Discussion:
Bug in wget: cannot request urls with double-slash in the query string
D Richard Felker III
2004-03-01 05:32:58 UTC
Permalink
The following code in url.c makes it impossible to request urls that
contain multiple slashes in a row in their query string:

else if (*h == '/')
{
/* Ignore empty path elements. Supporting them well is hard
(where do you save "http://x.com///y.html"?), and they
don't bring any practical gain. Plus, they break our
filesystem-influenced assumptions: allowing them would
make "x/y//../z" simplify to "x/y/z", whereas most people
would expect "x/z". */
++h;
}

Think of something like http://foo/bar/redirect.cgi?http://...
wget translates this into:

http://foo/bar/redirect.cgi?http:/...

and then the web server of course gives an error. Note that the
problem occurs even if the slashes were url escaped, since wget
unescapes them.

Removing the offending code fixes the problem, but I'm not sure if
this is the correct solution. I expect it would be more correct to
remove multiple slashes only before the first occurrance of ?, but not
afterwards.

Rich
Hrvoje Niksic
2004-03-01 14:36:55 UTC
Permalink
Post by D Richard Felker III
The following code in url.c makes it impossible to request urls that
[...]

That code is removed in CVS, so multiple slashes now work correctly.
Post by D Richard Felker III
Think of something like http://foo/bar/redirect.cgi?http://...
wget translates this into: [...]
Which version of Wget are you using? I think even Wget 1.8.2 didn't
collapse multiple slashes in query strings, only in paths.
Post by D Richard Felker III
Removing the offending code fixes the problem, but I'm not sure if
this is the correct solution. I expect it would be more correct to
remove multiple slashes only before the first occurrance of ?, but
not afterwards.
That's exactly what should happen.
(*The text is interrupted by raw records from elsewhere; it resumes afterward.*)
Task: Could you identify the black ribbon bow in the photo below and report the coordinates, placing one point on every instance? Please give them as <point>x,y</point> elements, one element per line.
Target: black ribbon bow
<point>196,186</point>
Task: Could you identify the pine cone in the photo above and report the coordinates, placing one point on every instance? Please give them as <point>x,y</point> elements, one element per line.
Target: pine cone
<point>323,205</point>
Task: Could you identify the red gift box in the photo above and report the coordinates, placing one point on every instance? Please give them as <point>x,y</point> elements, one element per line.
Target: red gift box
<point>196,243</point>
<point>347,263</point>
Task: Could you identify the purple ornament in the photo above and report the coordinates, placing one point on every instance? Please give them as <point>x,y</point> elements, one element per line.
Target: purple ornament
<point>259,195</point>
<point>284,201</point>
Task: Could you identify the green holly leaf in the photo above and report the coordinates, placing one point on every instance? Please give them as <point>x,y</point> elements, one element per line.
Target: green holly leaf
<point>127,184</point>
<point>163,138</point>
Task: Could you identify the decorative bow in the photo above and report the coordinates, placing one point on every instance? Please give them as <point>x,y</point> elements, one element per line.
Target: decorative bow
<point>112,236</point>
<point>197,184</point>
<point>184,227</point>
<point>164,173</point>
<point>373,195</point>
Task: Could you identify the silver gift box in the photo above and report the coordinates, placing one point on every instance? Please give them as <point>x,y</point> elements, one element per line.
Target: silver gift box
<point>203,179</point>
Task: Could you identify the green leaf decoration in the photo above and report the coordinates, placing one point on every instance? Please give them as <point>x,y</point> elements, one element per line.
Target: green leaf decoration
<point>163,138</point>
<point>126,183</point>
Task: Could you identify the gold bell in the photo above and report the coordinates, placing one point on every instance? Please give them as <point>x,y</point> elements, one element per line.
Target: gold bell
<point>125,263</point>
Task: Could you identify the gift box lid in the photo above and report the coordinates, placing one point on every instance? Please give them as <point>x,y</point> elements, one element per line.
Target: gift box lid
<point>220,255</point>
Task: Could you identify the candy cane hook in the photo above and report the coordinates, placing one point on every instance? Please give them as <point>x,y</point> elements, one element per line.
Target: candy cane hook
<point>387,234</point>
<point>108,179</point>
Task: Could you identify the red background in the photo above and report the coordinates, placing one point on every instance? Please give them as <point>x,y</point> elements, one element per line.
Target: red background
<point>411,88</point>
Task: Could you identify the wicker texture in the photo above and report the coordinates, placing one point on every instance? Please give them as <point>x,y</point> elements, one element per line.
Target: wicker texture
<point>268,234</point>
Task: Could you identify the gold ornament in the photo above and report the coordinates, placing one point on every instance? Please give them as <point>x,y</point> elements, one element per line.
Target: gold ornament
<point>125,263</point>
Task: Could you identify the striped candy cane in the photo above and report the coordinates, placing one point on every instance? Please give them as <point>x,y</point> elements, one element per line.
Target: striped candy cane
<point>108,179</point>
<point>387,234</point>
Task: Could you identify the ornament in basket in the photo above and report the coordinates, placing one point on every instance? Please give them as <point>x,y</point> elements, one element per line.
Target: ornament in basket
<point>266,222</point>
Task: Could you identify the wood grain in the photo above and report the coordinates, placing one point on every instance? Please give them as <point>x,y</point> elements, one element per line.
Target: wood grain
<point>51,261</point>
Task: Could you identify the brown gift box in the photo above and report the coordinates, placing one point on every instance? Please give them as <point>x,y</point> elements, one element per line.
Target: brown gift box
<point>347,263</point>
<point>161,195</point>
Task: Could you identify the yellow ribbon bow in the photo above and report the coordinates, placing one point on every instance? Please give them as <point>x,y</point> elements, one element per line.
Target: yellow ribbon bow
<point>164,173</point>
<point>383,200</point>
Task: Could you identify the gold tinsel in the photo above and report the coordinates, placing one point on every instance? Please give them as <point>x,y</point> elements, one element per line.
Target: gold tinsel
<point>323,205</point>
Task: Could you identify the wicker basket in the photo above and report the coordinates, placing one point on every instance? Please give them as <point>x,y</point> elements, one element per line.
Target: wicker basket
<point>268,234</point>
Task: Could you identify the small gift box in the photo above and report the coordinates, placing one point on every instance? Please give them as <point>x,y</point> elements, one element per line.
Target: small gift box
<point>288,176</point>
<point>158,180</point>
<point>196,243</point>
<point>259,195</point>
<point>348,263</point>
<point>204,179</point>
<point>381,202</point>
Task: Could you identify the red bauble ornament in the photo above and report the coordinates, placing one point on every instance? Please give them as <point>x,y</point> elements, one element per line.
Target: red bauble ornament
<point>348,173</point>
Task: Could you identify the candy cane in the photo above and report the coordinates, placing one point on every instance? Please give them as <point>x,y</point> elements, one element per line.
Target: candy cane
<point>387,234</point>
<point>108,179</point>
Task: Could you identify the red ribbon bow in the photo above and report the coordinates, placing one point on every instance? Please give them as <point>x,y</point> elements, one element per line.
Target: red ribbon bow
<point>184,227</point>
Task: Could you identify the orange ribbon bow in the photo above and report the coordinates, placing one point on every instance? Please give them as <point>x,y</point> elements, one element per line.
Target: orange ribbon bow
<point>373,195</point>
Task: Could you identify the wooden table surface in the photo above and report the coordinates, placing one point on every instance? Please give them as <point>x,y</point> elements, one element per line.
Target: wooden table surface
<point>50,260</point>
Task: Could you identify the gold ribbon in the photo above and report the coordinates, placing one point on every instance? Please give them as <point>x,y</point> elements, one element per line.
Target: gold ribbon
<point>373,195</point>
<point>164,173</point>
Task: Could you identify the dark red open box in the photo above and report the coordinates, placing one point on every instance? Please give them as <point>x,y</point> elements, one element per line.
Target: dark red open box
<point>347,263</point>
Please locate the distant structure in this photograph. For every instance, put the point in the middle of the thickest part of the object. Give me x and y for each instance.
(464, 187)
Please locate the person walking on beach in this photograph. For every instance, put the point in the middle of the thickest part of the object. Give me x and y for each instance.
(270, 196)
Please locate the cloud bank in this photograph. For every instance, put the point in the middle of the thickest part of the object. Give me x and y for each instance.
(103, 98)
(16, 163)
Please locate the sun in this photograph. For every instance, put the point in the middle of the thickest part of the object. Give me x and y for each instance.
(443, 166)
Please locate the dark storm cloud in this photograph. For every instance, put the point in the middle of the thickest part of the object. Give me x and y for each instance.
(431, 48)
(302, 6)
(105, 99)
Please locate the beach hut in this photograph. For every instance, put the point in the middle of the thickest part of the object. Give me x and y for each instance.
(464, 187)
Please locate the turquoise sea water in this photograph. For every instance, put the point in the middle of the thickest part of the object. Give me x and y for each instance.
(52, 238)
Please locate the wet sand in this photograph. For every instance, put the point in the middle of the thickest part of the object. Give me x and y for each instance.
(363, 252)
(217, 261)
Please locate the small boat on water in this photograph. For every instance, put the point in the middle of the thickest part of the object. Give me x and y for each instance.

Please give us more details, if
possible accompanied by `-d' output.
D Richard Felker III
2004-03-01 15:42:48 UTC
Permalink
Post by Hrvoje Niksic
Post by D Richard Felker III
The following code in url.c makes it impossible to request urls that
[...]
That code is removed in CVS, so multiple slashes now work correctly.
Post by D Richard Felker III
Think of something like http://foo/bar/redirect.cgi?http://...
wget translates this into: [...]
Which version of Wget are you using? I think even Wget 1.8.2 didn't
collapse multiple slashes in query strings, only in paths.
I was using 1.8.2 and noticed the problem, so I upgraded to 1.9.1 and
it persisted.
Post by Hrvoje Niksic
Post by D Richard Felker III
Removing the offending code fixes the problem, but I'm not sure if
this is the correct solution. I expect it would be more correct to
remove multiple slashes only before the first occurrance of ?, but
not afterwards.
That's exactly what should happen. Please give us more details, if
possible accompanied by `-d' output.
If you'd still like details now that you know the version I was using,
let me know and I'll be happy to do some tests.

Rich
Hrvoje Niksic
2004-03-01 18:25:52 UTC
Permalink
Post by D Richard Felker III
Post by Hrvoje Niksic
Post by D Richard Felker III
Think of something like http://foo/bar/redirect.cgi?http://...
wget translates this into: [...]
Which version of Wget are you using? I think even Wget 1.8.2 didn't
collapse multiple slashes in query strings, only in paths.
I was using 1.8.2 and noticed the problem, so I upgraded to 1.9.1
and it persisted.
OK.
Post by D Richard Felker III
Post by Hrvoje Niksic
Post by D Richard Felker III
Removing the offending code fixes the problem, but I'm not sure if
this is the correct solution. I expect it would be more correct to
remove multiple slashes only before the first occurrance of ?, but
not afterwards.
That's exactly what should happen. Please give us more details, if
possible accompanied by `-d' output.
If you'd still like details now that you know the version I was
using, let me know and I'll be happy to do some tests.
Yes please. For example, this is how it works for me:

$ /usr/bin/wget -d "http://www.xemacs.org/something?redirect=http://www.cnn.com"
DEBUG output created by Wget 1.8.2 on linux-gnu.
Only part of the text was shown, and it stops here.